If you can make it past the stairs of the Walker Art Center without getting a traumatic flashback to Winter Ball, you’ll find “The Body Electric,” a refreshing new exhibit focused on the human relationship with digital technology. In Macalester’s spirit of internationalism, the curators brought together a multitude of intergenerational artists from around the world to comment on one concept: identity in a virtual age. Each work combines different forms of media in incredibly creative ways, forming a shocking experience that raises a plethora of questions.
As the viewer moves from room to room, the exhibit calls on them to question how class, gender and race function within the digital world we now live in. The pieces themselves are abstract and may be difficult to fully understand, but I found the thematic introductions in each room and accompanying descriptions of the art helpful. Curators Pavel Pyś and Jadine Collingwood introduce the exhibit by writing, “In the first decades of the 21st century, we constantly shift between the physical world and digital realms that are accessed through technology. As a result, seemingly once-stable divisions—between the real and the virtual, the body and the machine—are being eroded.” The artists explore mediums such as life-like avatars, cryptic videos on an old school TV and repurposed snapshots of social media posts. One is a computerized projection of a rabbit that “challenges our perception of the virtual and the real.”
The third room, completely dark, is dedicated to one of the most avant-garde pieces of art I have ever encountered: Trisha Baga’s “Mollusca & The Pelvic Floor.” Using 2-D and 3-D video, Baga created a fully immersive projection supplemented with objects and sound. Inspiration for the piece comes from “Baga’s increasingly intimate relationship with her Amazon virtual assistant Alexa, which she renamed Mollusca. Drawing on popular science fiction books and films, Baga narrates a blurry metamorphosis and cyborg-like intermingling between herself and the technology,” according to the piece’s description. Manipulating and embellishing images out of her life — her studio, Sicilian caves and inside her computer, to name a few — Baga has constructed a film that “narrates a blurry metamorphosis and cyborg-like intermingling between herself and the technology.”

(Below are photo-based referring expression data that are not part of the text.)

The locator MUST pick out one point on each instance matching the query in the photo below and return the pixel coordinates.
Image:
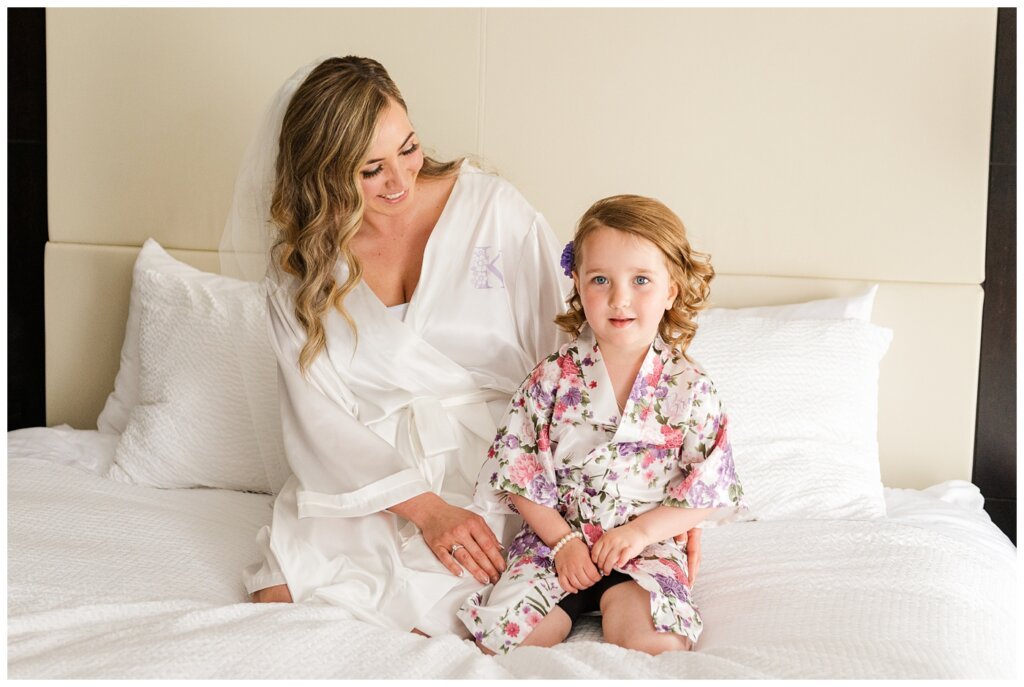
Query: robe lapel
(602, 404)
(641, 422)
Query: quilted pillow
(802, 397)
(203, 353)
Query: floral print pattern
(563, 444)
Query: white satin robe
(411, 408)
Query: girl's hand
(617, 546)
(690, 542)
(576, 571)
(478, 550)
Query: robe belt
(432, 434)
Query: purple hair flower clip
(566, 260)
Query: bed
(867, 553)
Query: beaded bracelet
(576, 534)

Stepping out of the darkness and into the next room, you’ll run into a new theme: sexuality. Sandro Botticelli’s iconic painting “The Birth of Venus” (1486) is projected onto a blank wall. Although the image of Venus is unchanged, the medium in which she is presented changes the way the viewer perceives her femininity. The artist, Ulrike Rosenbach, comments that “the meaning of the picture has changed… it has become a cliché for the erotic adaptation of women to the sexual needs of a male world.” The piece fits perfectly into current discussions happening on our campus and within society, commenting on gender though an artistic medium.
“The Body Electric” is thought-provoking and definitely worth seeing for yourself. The experience will make you question not only how social media is a projection of self, but how technology is taking on a shared identity with us. Even though the entire exhibit takes up only a few rooms, I ended up accidentally spending several hours there just trying to figure it out. Admittance to the Walker is $10 for students and free on Thursday nights. “The Body Electric” will be on display through July 20. It’s time to make some memories at the Walker that you’ll actually remember.